La modernidad fue una constelación deslumbrante, asumió como primicia la razón, decir: “pienso luego existo”, era admitir un lugar en la cumbre de la civilización, no sentirla pertenecer al reino de los bárbaros.
Sin embargo, el pensamiento universal que inspiró la racionalidad colapsó, sufrió un agudo infarto y sus especialistas, con medicinas alternativas, trataron de recuperar su salud.
Las terapias no fueron totalmente curativas y su ideario fue objeto de posteriores recaídas: la historia, el sujeto y el progreso, para no citar otras racionalidades, padecieron de arteriosclerosis que provocaron el endurecimiento de sus arterias culturales.
Alcancemos la modernidad, adoptemos posturas del hombre nuevo, incorporemos ideologías y criterios de clase a los planes para darle sentido a la vida, no fueron más que pretensiones vanidosas que al final naufragaron.
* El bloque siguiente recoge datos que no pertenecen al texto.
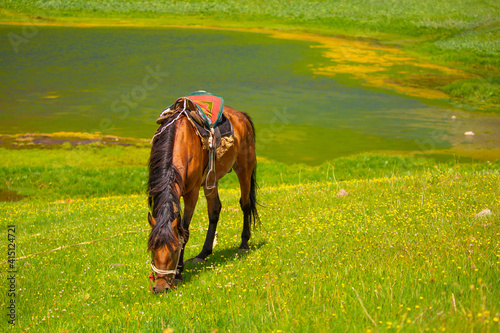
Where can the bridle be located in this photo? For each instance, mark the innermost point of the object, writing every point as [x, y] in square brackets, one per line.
[166, 272]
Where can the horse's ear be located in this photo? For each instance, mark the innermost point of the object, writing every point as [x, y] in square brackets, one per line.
[151, 220]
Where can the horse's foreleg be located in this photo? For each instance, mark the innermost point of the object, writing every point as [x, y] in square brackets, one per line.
[190, 200]
[214, 208]
[247, 219]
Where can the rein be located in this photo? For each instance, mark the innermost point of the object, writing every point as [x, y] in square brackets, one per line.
[175, 271]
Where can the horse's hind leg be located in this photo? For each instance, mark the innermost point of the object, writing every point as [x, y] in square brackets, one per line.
[246, 176]
[214, 208]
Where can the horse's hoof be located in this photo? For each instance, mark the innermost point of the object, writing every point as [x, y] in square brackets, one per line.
[198, 260]
[194, 261]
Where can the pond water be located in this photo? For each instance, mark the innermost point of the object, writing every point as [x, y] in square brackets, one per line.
[117, 80]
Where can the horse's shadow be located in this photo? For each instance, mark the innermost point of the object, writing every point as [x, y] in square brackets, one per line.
[192, 269]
Los proyectos, que le darían sentido estético a las prácticas sociales se hundieron; el sentido de la fraternidad, que intentó reacomodar el mundo, se resintió; el advenimiento de la economía del “sálvese quien pueda” y compartir la vida del “nosotros” entraron en crisis. Estalló la necesidad de crear nuevos paradigmas.
Hoy, queda claro, la modernidad fue una ficción filosófica, sus protocolos humanistas, que rompieron con el escolasticismo, quedaron vacíos. La solidaridad no pudo negociar criterios de sana convivencia.
Sus espacios se quedaron cortos, saturados por la insolvencia ética en terreno del pensamiento político y en el campo de lo estatuido.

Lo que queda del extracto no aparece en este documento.